Make WordPress Core

Opened 22 months ago

Closed 12 days ago

#60362 closed defect (bug) (fixed)

Emojis cause "Updating failed. Could not update post in the database." error

Reported by: mikefitzman's profile mikefitzman Owned by: westonruter's profile westonruter
Milestone: 6.9 Priority: normal
Severity: normal Version: 4.2
Component: Database Keywords: has-test-info needs-testing has-patch commit
Focuses: Cc:

Description

Hi guys

I recently discovered what I think is a bug, 'confirmed' by the folks at Brainstorm Force.

As of 26 January, I was suddenly unable to update certain posts and pages in WordPress. When I tried to save, I received the "Updating failed" error, but had made no backend or other changes to spontaneously create this error. I use Gutenberg.

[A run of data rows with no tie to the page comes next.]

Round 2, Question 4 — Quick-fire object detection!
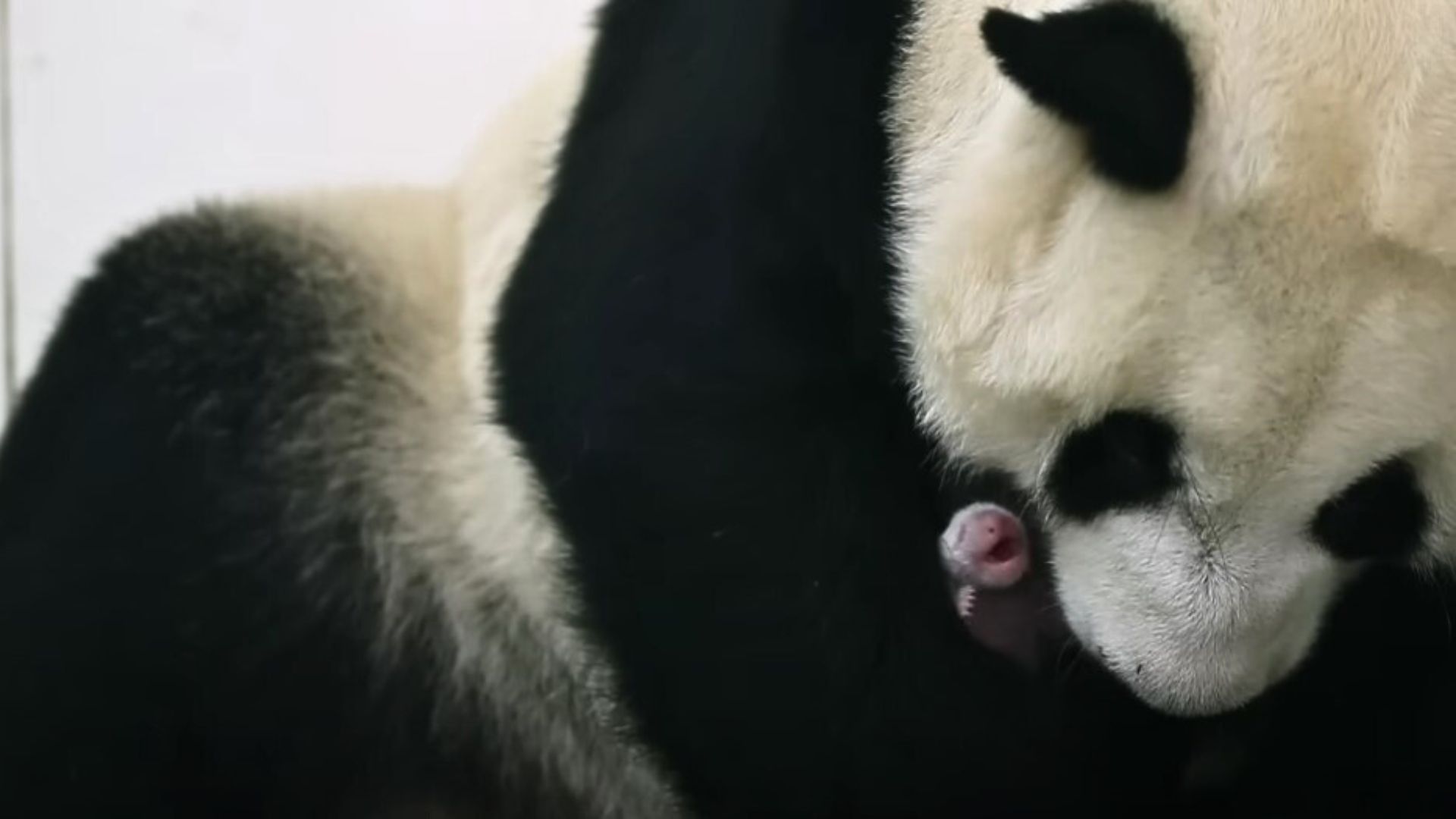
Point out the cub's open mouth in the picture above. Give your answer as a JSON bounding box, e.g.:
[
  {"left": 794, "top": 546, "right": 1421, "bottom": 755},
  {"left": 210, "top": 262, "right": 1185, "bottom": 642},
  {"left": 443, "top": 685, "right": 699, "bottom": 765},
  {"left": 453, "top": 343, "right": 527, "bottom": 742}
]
[{"left": 940, "top": 503, "right": 1070, "bottom": 669}]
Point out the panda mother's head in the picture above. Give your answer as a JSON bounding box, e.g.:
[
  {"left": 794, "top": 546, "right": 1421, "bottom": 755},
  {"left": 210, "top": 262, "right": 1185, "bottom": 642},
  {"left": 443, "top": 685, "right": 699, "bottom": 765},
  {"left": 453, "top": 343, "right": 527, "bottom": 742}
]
[{"left": 891, "top": 0, "right": 1456, "bottom": 714}]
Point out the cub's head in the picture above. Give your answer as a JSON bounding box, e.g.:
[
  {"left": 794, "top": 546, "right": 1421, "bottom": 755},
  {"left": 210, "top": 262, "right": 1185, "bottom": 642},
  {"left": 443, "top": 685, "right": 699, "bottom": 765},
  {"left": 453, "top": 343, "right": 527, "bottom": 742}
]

I stumbled across a GitHub thread about someone with a lightning emoji in a post with the same problem. With this in mind, I removed all emojis from the pages and posts that could not save and sure enough, all functionality was restored to normal after doing so. I verified this several times by re-introducing emoijis, which reintroduced the error.

I've reported this to my host, Brainstorm Force (Astra theme devs) and now here. I hope it is of some assistance.

Regards

Mike

liquidaudio.com.au

Change History (26)

#1 @mikefitzman
22 months ago

Sorry, my first post here and suggested by Brainstorm Force. I should add that I tried all suggested troubleshooting including deactivating plugins, clearing caches, checking REST API functionality, confirming database health and checking with my hosting provider.

Mike

#3 @dmsnell
22 months ago

@mikefitzman can you check on which encoding your database is using? if it's storing content with the utf8mb3 encoding then it cannot represent characters which require four bytes in utf8.

you can test this out indirectly by saving a post separately with each of the following two characters:

  • 😄 (U+1F604) requires four bytes to encode in utf8, this should fail if the database encoding is utf8mb3
  • (U+2684) requires only three bytes to encode in utf8, a post should save with this character in it.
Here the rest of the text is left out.